Diese persönliche Erinnerungskultur entwickelte sich allmählich seit den späten Siebzigerjahren. Die Ausstellung über die Verbrechen der Wehrmacht sei ein Katalysator gewesen, erzählt der Historiker. Zeitzeugen schrieben ihre Erinnerungen auf, Kinder und Enkel entdeckten im Nachlass oder auf dem Dachboden Tagebücher und Feldpostbriefe. Alle diese Zeugnisse sind mit Vorsicht zu genießen. Wer in der NS-Zeit schrieb, war näher an den Ereignissen dran, kannte das Ende nicht und ließ der Gesinnung freien Lauf. Manche hatten aber Angst vor Zensur oder wollten Angehörigen zu Hause das Schlimmste ersparen. Spätere Erinnerungen sind hingegen von Werthaltungen der Nachkriegszeit überlagert, erklärt der Experte. Die ganze Bandbreite sei zu finden, von extrem selbstkritisch bis zu Darstellungen, die dem Wertsystem der NS-Zeit verhaftet geblieben seien, manchmal unbewusst.

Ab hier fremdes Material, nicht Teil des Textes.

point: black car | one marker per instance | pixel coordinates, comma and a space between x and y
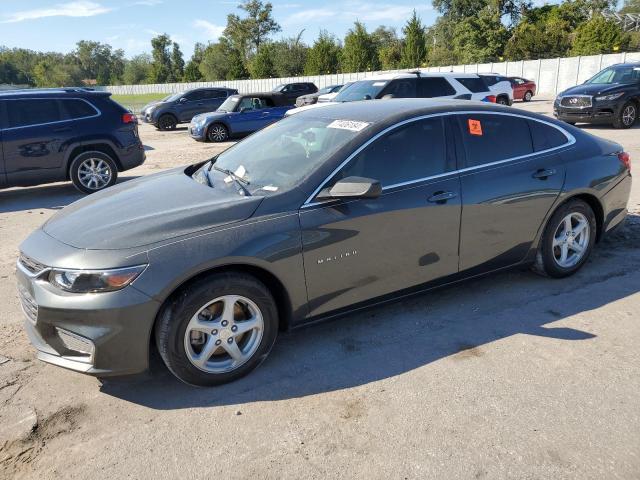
611, 96
182, 107
321, 214
53, 135
313, 97
291, 91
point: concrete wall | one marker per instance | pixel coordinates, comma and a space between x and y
551, 75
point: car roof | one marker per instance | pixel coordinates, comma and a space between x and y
51, 92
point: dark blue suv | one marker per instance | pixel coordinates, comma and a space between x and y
182, 107
53, 135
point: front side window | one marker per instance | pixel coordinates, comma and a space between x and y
430, 87
22, 113
491, 138
410, 152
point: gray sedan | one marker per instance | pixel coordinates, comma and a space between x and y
322, 213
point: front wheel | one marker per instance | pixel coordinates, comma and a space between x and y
627, 116
567, 240
93, 171
217, 329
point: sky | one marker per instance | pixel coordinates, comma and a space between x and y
130, 25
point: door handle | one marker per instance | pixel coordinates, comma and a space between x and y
544, 173
442, 197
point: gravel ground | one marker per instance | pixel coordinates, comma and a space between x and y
511, 376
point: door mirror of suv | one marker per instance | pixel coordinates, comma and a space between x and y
352, 187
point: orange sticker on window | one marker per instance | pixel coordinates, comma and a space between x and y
475, 127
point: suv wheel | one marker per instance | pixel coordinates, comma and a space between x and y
567, 240
93, 171
167, 122
627, 116
217, 133
218, 329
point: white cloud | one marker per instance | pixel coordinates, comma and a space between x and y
80, 8
212, 30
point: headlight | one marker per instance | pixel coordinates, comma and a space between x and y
613, 96
90, 281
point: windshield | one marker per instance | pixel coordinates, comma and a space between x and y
617, 75
282, 155
360, 90
229, 104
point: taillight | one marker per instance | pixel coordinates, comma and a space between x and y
129, 118
625, 159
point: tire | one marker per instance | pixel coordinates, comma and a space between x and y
556, 238
217, 132
167, 122
93, 171
182, 346
627, 116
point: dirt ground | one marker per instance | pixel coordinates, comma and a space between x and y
511, 376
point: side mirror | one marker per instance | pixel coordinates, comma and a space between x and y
352, 187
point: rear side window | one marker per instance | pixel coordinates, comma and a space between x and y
410, 152
491, 138
22, 113
430, 87
402, 88
545, 136
75, 108
474, 85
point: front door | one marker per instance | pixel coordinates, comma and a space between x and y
508, 186
355, 250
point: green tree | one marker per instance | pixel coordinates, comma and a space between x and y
359, 53
192, 69
177, 63
414, 51
324, 56
161, 70
389, 47
599, 35
137, 70
248, 33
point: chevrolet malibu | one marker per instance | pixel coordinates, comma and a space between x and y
318, 215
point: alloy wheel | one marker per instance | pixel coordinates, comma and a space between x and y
224, 334
571, 240
94, 173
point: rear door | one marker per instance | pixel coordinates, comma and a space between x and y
359, 249
34, 140
510, 179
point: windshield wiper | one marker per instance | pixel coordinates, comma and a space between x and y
241, 182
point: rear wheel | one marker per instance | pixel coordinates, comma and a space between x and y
217, 329
167, 122
217, 133
627, 116
93, 171
567, 240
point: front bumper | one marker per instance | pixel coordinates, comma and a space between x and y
102, 334
598, 112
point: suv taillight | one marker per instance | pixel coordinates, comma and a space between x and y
129, 118
625, 159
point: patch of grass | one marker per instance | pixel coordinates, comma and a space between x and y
136, 102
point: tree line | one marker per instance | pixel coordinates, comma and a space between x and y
466, 31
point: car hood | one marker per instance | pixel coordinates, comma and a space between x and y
594, 89
148, 210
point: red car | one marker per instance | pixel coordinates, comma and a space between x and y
523, 89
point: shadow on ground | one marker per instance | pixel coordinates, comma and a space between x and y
387, 341
52, 197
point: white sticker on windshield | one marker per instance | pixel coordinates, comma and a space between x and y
351, 125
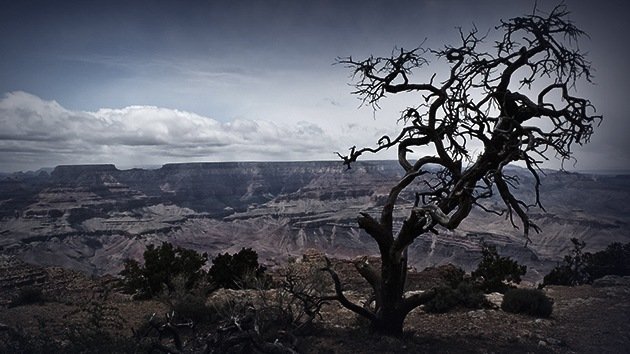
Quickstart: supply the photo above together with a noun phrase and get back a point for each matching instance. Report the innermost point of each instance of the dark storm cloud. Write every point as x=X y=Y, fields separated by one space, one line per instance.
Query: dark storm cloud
x=132 y=70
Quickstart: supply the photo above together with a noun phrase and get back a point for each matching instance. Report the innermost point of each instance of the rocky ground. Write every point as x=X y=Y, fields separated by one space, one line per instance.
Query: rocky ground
x=586 y=319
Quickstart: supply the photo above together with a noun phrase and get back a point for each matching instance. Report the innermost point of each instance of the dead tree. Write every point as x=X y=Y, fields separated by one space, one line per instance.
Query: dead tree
x=512 y=101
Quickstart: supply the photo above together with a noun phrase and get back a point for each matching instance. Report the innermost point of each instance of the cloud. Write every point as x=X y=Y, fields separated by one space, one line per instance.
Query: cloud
x=35 y=133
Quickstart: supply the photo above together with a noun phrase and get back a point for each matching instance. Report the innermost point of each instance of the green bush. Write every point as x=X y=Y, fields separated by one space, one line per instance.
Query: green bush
x=527 y=301
x=192 y=307
x=238 y=271
x=494 y=272
x=161 y=266
x=447 y=298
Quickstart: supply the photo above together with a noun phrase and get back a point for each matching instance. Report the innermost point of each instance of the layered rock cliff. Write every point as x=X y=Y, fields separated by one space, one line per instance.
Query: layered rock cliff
x=91 y=217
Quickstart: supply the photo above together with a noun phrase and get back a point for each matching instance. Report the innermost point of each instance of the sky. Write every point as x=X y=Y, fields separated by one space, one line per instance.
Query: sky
x=143 y=83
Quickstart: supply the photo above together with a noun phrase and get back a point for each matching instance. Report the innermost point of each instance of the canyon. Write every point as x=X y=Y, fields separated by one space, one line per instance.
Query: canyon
x=92 y=217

In der Seniorenbegegnungsstätte in Eichenau tauschen sich Menschen am Mittwoch in einer Runde über Kriegserlebnisse aus. Fast alle waren damals Kinder, manche im Grundschulalter, einige sind in der Nachkriegszeit geboren, die meisten Jahre und Jahrzehnte später nach Eichenau gezogen. Sie erzählen, wie es in Berlin oder Mainfranken war, oder wie die Eltern es ihnen erzählt haben. Ein Mann weint, als er die Vergewaltigung seiner Mutter in Tschechien erwähnt.

Zeitzeugen Kriegsende

In Eichenau tauschen sich Reinhold Wiesmeier, Franz Kopetschny und Regine Gerleigner über ihre Kriegserlebnisse aus.

(Foto: Günther Reger)

Es gibt ein bisschen Unmut, weil zugezogene Großstädter finden, sie hätten Schlimmeres erlebt als die Einheimischen in ihrem abgelegenen Kaff, in das die Amerikaner am 30. April 1945 kampflos einrückten. Zwei Frauen erinnern sich, wie sie am Starzelbach standen, als die Panzer und Jeeps kamen. Die Amerikaner seien ja immer nett zu Kindern gewesen und hätten sie reichlich mit Süßigkeiten beschenkt. Ein Mann liest einen Bericht vor, den er im Archiv gefunden hat. Einige schmunzeln, weil sie den Helden der Story als Lehrer kennenlernten, ein überzeugter Nazi, von dem es da heißt, er habe als Führer des Volkssturms Blutvergießen verhindern wollen. "Das ist sehr beschönigt", finden einige. Einer erzählt, dass sie einige Zeit darauf gehofft hätten, die Japaner würden das Blatt schon noch wenden und die Amis besiegen.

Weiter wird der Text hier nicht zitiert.